Three years after the most devastating disaster in city history, Calgary finds itself fighting the latest fallout from the Great Flood of ‘13, this time in the form of giant rodents with an insatiable appetite for trees, and a path of destruction along the city’s riverbanks.

It sounds like a bad science fiction movie, but beavers aren’t exactly new to Calgary, and city officials aren’t actually sure if the total population of Castor canadensis has increased since the big washout, or whether it just seems that way.

“We’re trying to determine how many are out there,” said Tanya Hope, parks ecologist with the City of Calgary.

What has definitely changed as a result of the 2013 flood is how Calgary’s rivers flow and where the beavers are congregating as a result of fast and slow sections of the Bow and Elbow.

This year, wildlife experts say the water-loving animals are far more concentrated than before, and appear to be hoarding themselves in different areas of the city than before the flood, which basically wiped the river map clean.

“The lodges are much closer and they seem to be clumping together,” said Hope.

“On Prince’s Island, for example, where we used to have just one beaver lodge we now have three.”

That means up to 18 beavers — including adults, older offspring and kits — can potentially be found gnawing down trees in the area.

That’s a lot of teeth — and because many of the areas impacted have no prior history of beavers, there’s no wire in place to protect the trees from this post-flood population, which if its anything like the beaver community prior to 2013, could number in the 200 range.

The result is extensive devastation, with reports being filed with Calgary 311 of up to 20 and 30 trees being felled in a given area.

“The flood did change the river — they’re out now in areas where they haven’t been before and the tree haven’t been protected,” said Hope.

She also says Calgary’s veteran beavers are getting smart, having learned to get around old wire protection measures, and forcing the city to go with tighter and higher mesh.

“We have to stay one step ahead of them,” she said.

You can easily spot the damage this spring all along the river pathways, though Hope says much of the serious felling actually took place in fall, as the beavers were preparing for winter. The early spring has made the destruction all too obvious.

“We knew the damage was out there,” said Hope.

In the bad old days, the city might have tried to protect the trees by eradicating the buck-toothed pests, but in this enlightened age, Calgary does what it can to live with the animals, destructive trapping being a last resort for forests in danger of being ruined forever.

Beavers are now understood to be a healthy part of an ecosystem, and their activities can help humans too — such as the dam at Prince’s lsland, that helped protect a storm water pond from being swept away during the big flood.

Instead of a beaver cull, trees are wrapped with wire, pipes are built under known dams so the city doesn’t have to knock them down, and Calgary is currently testing a new beaver-deterrent spray that can be applied to a lot of trees in a very short time.

And on Tuesday, the city released a video for private property owners along the rivers, showing them how to wrap their trees to prevent loss to the roving rodents, which include so-called “transient beavers” which are just passing through the city via the rivers.

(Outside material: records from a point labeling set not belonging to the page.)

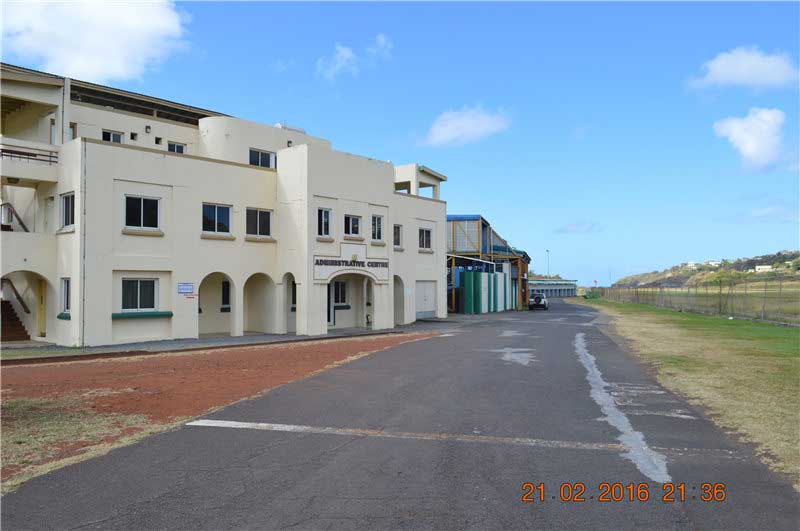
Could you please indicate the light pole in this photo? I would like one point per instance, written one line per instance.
(548, 261)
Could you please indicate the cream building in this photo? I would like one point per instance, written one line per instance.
(129, 218)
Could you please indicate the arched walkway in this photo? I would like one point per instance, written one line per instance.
(290, 296)
(259, 304)
(350, 301)
(399, 301)
(215, 304)
(30, 305)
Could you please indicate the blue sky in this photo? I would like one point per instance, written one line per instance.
(586, 129)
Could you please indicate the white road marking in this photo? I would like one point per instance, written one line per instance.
(486, 439)
(649, 462)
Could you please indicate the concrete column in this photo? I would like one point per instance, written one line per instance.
(237, 309)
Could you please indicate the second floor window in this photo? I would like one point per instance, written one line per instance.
(68, 210)
(141, 212)
(398, 236)
(216, 218)
(377, 228)
(323, 222)
(112, 136)
(258, 222)
(175, 147)
(424, 238)
(265, 159)
(352, 225)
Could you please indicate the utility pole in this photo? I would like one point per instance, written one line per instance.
(548, 261)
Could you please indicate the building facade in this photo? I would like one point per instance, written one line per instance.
(128, 218)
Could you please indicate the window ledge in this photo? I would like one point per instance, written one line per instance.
(259, 239)
(216, 236)
(132, 231)
(140, 315)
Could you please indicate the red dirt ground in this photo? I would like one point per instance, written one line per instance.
(171, 386)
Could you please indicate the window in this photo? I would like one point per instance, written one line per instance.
(141, 212)
(258, 222)
(226, 297)
(351, 225)
(112, 136)
(424, 238)
(377, 228)
(216, 218)
(398, 235)
(138, 294)
(339, 292)
(323, 222)
(175, 147)
(65, 295)
(68, 209)
(265, 159)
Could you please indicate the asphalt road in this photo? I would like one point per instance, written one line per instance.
(438, 434)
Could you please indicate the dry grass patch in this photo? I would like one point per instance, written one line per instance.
(747, 374)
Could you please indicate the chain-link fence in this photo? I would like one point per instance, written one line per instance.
(776, 300)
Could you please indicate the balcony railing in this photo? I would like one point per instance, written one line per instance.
(26, 151)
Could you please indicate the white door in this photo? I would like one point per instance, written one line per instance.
(426, 299)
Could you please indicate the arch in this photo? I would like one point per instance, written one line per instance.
(259, 304)
(290, 296)
(36, 306)
(399, 300)
(350, 300)
(214, 306)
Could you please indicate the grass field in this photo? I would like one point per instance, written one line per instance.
(747, 374)
(770, 300)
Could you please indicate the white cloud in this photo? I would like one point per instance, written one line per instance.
(344, 59)
(90, 40)
(749, 67)
(757, 136)
(579, 227)
(470, 124)
(382, 47)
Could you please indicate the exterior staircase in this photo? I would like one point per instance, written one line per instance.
(11, 328)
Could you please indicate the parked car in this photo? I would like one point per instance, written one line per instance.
(538, 300)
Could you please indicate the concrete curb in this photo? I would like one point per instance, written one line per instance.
(133, 353)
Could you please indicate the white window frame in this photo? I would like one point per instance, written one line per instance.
(112, 133)
(272, 157)
(66, 294)
(348, 226)
(170, 143)
(230, 218)
(379, 226)
(325, 223)
(422, 231)
(141, 212)
(397, 244)
(139, 295)
(258, 225)
(64, 224)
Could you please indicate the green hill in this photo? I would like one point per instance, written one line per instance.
(784, 263)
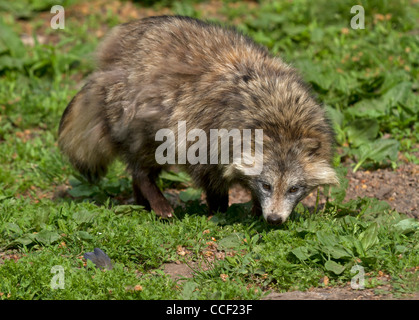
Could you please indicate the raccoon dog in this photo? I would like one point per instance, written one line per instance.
(156, 72)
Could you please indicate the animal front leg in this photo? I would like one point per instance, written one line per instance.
(217, 201)
(148, 194)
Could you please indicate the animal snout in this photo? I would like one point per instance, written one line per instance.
(274, 219)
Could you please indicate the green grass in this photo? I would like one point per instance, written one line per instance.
(368, 82)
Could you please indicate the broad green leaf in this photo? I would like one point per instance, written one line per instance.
(406, 226)
(334, 267)
(232, 241)
(47, 236)
(369, 237)
(84, 235)
(84, 190)
(362, 131)
(301, 253)
(83, 216)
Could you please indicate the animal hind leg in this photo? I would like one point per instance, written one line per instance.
(147, 193)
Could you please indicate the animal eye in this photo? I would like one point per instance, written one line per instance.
(293, 190)
(266, 186)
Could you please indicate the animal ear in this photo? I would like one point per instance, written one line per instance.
(321, 173)
(311, 145)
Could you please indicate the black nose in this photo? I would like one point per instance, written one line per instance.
(274, 219)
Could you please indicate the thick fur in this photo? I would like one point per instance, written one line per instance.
(155, 72)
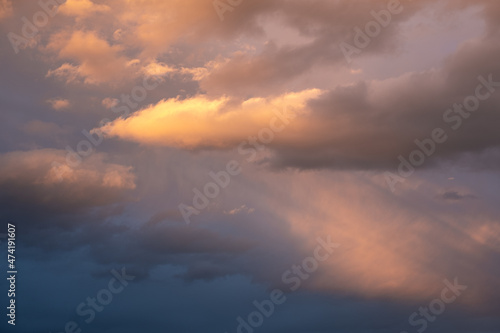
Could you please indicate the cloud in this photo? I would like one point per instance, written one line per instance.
(97, 60)
(241, 209)
(199, 122)
(59, 103)
(81, 8)
(456, 196)
(41, 179)
(5, 8)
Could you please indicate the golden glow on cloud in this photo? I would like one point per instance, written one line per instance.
(201, 122)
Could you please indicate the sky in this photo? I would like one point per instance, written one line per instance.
(299, 166)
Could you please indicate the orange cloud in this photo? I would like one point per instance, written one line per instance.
(200, 122)
(97, 60)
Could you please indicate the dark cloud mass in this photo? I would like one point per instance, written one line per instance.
(220, 153)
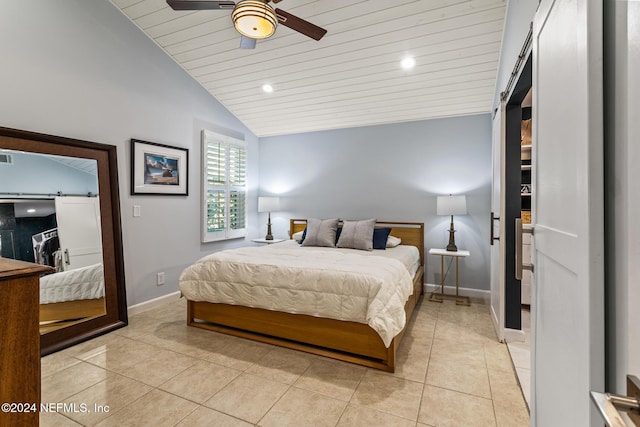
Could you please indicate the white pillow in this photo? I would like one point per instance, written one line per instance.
(321, 232)
(357, 234)
(393, 241)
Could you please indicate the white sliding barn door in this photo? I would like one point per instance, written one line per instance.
(568, 295)
(497, 294)
(497, 208)
(79, 231)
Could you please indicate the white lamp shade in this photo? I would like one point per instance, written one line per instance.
(452, 205)
(268, 204)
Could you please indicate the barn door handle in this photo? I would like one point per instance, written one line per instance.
(519, 266)
(492, 238)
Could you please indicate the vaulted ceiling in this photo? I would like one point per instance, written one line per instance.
(352, 76)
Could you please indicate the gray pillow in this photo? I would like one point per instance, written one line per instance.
(357, 234)
(321, 232)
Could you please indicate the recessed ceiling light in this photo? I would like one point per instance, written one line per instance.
(408, 63)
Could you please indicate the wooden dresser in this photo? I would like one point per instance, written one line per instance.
(19, 341)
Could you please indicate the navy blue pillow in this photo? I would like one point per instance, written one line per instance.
(380, 236)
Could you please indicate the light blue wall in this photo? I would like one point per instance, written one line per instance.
(34, 173)
(390, 172)
(81, 69)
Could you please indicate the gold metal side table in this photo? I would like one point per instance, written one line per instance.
(440, 296)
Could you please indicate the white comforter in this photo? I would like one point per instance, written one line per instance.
(322, 283)
(79, 284)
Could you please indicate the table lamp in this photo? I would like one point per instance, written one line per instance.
(268, 204)
(452, 205)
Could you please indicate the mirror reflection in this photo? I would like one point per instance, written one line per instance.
(50, 215)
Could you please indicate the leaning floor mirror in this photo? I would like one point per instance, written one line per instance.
(60, 206)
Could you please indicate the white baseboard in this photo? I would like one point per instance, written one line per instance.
(476, 294)
(151, 304)
(514, 335)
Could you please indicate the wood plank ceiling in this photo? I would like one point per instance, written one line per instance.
(352, 77)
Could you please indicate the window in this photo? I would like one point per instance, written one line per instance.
(224, 201)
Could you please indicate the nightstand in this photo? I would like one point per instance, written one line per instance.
(268, 242)
(440, 296)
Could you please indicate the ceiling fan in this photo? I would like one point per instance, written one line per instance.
(253, 19)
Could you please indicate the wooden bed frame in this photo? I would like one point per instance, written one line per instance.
(343, 340)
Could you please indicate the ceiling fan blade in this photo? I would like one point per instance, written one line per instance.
(200, 4)
(300, 25)
(247, 43)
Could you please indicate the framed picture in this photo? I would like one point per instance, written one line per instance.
(159, 169)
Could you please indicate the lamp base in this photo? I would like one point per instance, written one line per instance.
(269, 236)
(451, 247)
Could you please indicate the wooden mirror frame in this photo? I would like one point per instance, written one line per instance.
(113, 260)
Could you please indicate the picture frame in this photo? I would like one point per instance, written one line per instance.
(159, 169)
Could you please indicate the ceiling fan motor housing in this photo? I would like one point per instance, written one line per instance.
(254, 19)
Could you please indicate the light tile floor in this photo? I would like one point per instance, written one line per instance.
(521, 356)
(158, 372)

To keep the beavers from starving, the city only protects 80% of trees in a healthy forest, leaving easily replaced and regrown timber for food and rodent construction projects.

Those landscape-altering endeavours are what made Hope go from just studying Calgary’s beaver population, to really admiring the animals for their cleverness and ingenuity.

“I think beavers are amazing, and they are the only species apart from humans that can completely change the landscape around them,” she said.

“We definitely want to work to keep them here in Calgary.”